Is This The Surprising Reason You're In A Bad Mood?

Feeling down, tired and cranky? This may be why.

Despite my pale, ‘gets burnt if I go into the sun for more than five minutes’ skin, I’m definitely what you’d call a summer person. I love hanging out at the beach (although not necessarily swimming, because sharks) and being able to walk around in shorts and a singlet without giving it a second thought. Heck, I even love the kind of humid, sweat-inducing temperatures you get in Asian countries! When November arrives and I know summer is just around the corner, I get a little extra spring in my step. But, those warmer months never seem to last long and before I know it, it’s somehow Autumn again. Those vibrant blue skies are replaced with colder temps and a dreary greyness that wouldn’t look out of place in a Harry Potter movie. And while I know we’re pretty lucky here in Australia (we consider 20 degrees cold!), I have to admit that it affects my mood. And it seems I’m not alone, either!

Enter, Seasonal Affective Disorder

Yep, Seasonal Affective Disorder (otherwise known as SAD) is a real thing—and according to research, it affects around one in 300 Australians. It also happens to be four times more common in women. As the name suggests, it’s when your mood takes a nosedive due to a biochemical imbalance caused by the decrease in sunlight. Unsurprisingly, it’s a lot more common in the UK (around one in 15 people), where it’s much colder and darker. However, it does still happen here (especially in the Southern states) and it can manifest in feeling down, lethargic or even just less creative and productive.

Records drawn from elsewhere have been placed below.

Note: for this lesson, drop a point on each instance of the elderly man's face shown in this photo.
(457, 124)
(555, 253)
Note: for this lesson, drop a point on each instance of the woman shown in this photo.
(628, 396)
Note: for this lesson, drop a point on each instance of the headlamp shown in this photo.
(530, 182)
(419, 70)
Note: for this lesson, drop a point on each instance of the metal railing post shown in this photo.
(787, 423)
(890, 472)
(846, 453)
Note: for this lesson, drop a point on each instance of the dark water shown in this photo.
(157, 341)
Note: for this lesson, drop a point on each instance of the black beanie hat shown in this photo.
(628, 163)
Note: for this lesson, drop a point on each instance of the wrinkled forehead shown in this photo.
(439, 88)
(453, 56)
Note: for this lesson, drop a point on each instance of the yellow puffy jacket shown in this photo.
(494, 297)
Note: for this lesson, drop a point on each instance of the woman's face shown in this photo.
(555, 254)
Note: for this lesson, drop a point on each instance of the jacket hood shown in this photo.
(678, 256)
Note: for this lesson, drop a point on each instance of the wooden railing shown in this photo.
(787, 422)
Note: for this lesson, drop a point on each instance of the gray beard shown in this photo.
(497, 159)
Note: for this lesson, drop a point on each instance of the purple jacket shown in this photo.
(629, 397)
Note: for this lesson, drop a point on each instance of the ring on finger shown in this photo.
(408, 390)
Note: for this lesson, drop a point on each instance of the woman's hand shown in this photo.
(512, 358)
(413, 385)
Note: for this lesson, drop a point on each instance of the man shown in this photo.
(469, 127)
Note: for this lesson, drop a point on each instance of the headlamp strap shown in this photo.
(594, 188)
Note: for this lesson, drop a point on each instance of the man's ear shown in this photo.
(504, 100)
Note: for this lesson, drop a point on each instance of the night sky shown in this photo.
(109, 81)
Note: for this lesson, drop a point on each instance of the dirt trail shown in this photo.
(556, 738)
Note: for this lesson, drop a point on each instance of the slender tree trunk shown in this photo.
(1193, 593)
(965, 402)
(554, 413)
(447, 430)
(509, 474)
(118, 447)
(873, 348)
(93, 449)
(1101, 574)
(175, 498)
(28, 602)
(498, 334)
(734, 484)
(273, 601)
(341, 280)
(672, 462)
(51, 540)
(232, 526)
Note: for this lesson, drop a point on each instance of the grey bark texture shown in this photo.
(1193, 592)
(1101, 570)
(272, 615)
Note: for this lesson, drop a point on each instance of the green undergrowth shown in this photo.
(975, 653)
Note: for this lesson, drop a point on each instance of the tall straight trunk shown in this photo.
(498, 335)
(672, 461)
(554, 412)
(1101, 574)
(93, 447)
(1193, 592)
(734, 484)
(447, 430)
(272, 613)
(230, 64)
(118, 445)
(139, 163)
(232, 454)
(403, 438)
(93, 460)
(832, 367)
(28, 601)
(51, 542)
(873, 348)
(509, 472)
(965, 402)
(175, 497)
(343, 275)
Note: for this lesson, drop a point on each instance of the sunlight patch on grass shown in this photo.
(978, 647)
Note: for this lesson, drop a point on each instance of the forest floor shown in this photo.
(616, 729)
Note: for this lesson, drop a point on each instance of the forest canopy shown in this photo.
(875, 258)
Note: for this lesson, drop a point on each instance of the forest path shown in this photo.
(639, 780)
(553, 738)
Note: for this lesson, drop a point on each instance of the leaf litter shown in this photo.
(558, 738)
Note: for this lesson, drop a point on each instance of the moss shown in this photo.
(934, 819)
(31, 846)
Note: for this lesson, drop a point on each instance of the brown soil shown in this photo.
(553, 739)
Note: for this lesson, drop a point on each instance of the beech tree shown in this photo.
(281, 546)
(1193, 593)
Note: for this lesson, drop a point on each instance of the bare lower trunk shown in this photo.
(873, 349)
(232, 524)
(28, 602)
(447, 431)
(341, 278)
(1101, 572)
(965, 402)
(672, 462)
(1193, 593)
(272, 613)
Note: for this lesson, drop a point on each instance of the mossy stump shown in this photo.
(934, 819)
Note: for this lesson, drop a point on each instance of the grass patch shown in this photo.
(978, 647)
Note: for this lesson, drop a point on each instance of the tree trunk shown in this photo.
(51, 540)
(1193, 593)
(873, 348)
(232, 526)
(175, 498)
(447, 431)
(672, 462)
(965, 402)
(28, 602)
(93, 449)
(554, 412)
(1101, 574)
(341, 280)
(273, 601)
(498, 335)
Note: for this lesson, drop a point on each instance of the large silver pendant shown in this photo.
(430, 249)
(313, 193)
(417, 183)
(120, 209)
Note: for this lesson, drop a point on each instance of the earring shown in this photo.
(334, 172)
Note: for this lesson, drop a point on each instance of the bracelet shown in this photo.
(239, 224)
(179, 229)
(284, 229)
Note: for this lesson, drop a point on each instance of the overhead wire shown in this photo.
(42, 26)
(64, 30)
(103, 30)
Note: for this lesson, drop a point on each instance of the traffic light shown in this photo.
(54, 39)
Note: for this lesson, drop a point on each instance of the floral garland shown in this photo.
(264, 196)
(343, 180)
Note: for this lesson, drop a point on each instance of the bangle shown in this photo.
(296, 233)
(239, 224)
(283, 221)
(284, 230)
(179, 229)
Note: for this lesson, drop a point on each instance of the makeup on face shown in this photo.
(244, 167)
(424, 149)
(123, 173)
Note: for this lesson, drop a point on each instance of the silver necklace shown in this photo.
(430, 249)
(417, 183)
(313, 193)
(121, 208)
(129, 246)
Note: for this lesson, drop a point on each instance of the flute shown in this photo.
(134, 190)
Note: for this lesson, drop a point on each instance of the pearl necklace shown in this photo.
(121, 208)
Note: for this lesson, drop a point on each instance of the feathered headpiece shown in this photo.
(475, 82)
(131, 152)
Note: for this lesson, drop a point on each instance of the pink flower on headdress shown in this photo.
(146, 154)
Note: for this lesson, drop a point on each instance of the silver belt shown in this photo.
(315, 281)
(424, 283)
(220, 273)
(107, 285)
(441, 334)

It can also lead to overeating and increased cravings for processed carbs and sugar! However, as with all mental disorders, there are varying degrees and at its worst, SAD can be a serious form of depression.

SAD is a form of depression that interferes with a person’s ability to perform daily activities, as well as social and cognitive functioning.
– Clinical Psychologist Dr James Courtney via

If the above sounds like you, it’s worth speaking to your GP and possibly getting a referral to a psychologist. But if you suspect yours is just a case of the winter blues, why not give our three top tips a go?

3 ways to banish the winter blues

Let there be light

seasonal affective disorder, mood
Image: iStock

A lack of natural sunlight decreases the happy hormone, serotonin, and this is what leads to your downcast moods in the colder months. To combat this, soak up as much light as you possibly can. This may mean drawing back your curtains as soon as you wake up, going for a stroll at lunchtime or if you have any flexibility at work, coming in early so that you can leave the office before it gets dark. If you live somewhere particularly dark and cold—or spend a lot of time in an office with zero natural sunlight—you may want to consider buying a blue light box. This box mimics the outdoor light and using it for 15 minutes is equivalent to two hours spent in the sun (without the UV damage), which causes a chemical change that boosts your mood.

Dose up on vitamin D

seasonal affective disorder
Image: iStock, mood

There’s a strong link between Seasonal Affective Disorder and vitamin D deficiency, which makes sense as it’s primarily absorbed through sunlight! For this reason, you may need to supplement vitamin D in the colder months (as well as getting as much light as you possibly can). You can do this by taking vitamin D3 supplements or through your diet, by eating lots of fatty fish (ie. salmon and tuna), egg yolks or homemade orange juice.

Get moving

seasonal affective disorder, mood
Image: iStock

While winter is undoubtedly the hardest time to find the motivation to work out, it’s probably the time we need it most! As we all know, regular exercise boosts serotonin and other feel-good brain chemicals, making it the best defence against the winter sads. Pick something you love and if possible, make it an outdoor session (you’ll warm up once you get moving, we promise!)